Impossible to teach in a value-neutral way says Church of Ireland head

It is a “delusion” to believe that there is a neutral value system that can replace religion in education, the head of the Church of Ireland, Archbishop Richard Clarke, has said.

Writing in today’s Irish Times, Archbishop Clarke said that the idea that faith “is somehow an additional, optional appendage to ‘ordinary life’…..is a flawed and disingenuous philosophy”.

Dr Clarke is the Church of Ireland archbishop of Armagh.

Archbishop Clarke added: “The absence of any echo of religious faith in the public square does not bring about the absence of all ideology or public conviction, even if this conviction is now in something other than any religious perspective. Very few people can live their lives with no convictions or principles; to do so is to live aimlessly, disjointedly and truly “pointlessly”.

“There is no neutral value system that is the default position for “normal” humankind. Religious faith should not expect to be the only voice to be heard in public. It is, however, a delusion to believe that the only natural state for humankind is to hear no ideological voices of any kind.  

Because of this, he said, “proper education cannot….be an ideology-free or value-free zone”.,

Archbishop Clarke added: “The education of children will always have some value-system at its heart. It would be dangerous if it were otherwise.”

He also pointed out that “the overwhelming majority of the population of the Irish Republic admits to membership of a faith community”.

He said: “A recent survey was undertaken within national schools under Church of Ireland patronage and it clearly indicated that more than 90 per cent were very happy with the religious aspect of Church of Ireland national schools.

“As we seek to chart an educational future for Ireland, our starting point should be that there is at present no particular reason to move away from an educational system which, certainly at primary school level, functions broadly in accordance with the general approval of parents and is reflective of the religious demographics of the country.”

He added: “There should certainly be different types of school, some of which will be avowedly non-faith in educational method, and others will clearly encompass a faith content that has real meaning and is more than a cursory nod in the direction of religion.”

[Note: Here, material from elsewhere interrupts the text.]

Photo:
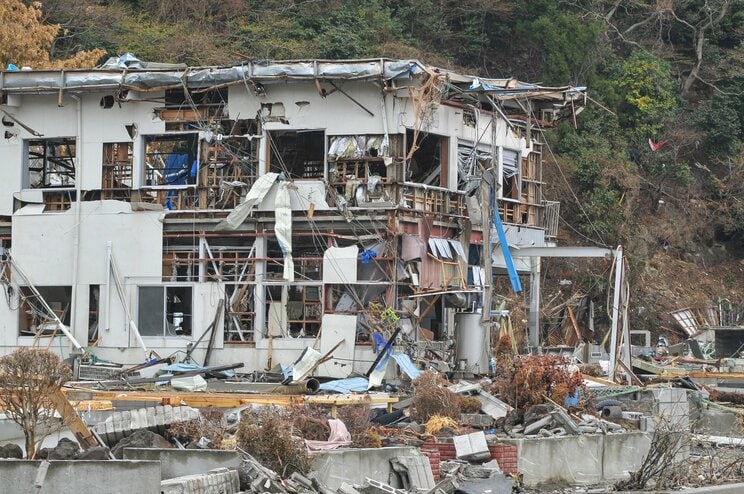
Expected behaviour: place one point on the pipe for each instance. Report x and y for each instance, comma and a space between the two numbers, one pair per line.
74, 316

Church of Ireland schools, Archbishop Clarke said, must always strive for an ethos which was “a wholesome place, sited at some distance from a crude indoctrination on the one hand, and a vapid, vague congeniality on the other”.

At the heart of this ethos, he added “will be the RE curriculum and the place of worship, and religious education cannot simply be phenomenological in approach, as though “religion” were a moderately interesting specimen on a laboratory bench”.

He said: “It is not indoctrination or brainwashing to present religious faith as something that is central to the way one lives one’s entire life; this is to fall into that trap that religious faith is somehow an optional extra in which an individual may indulge in his or her spare time if deemed worth the bother.”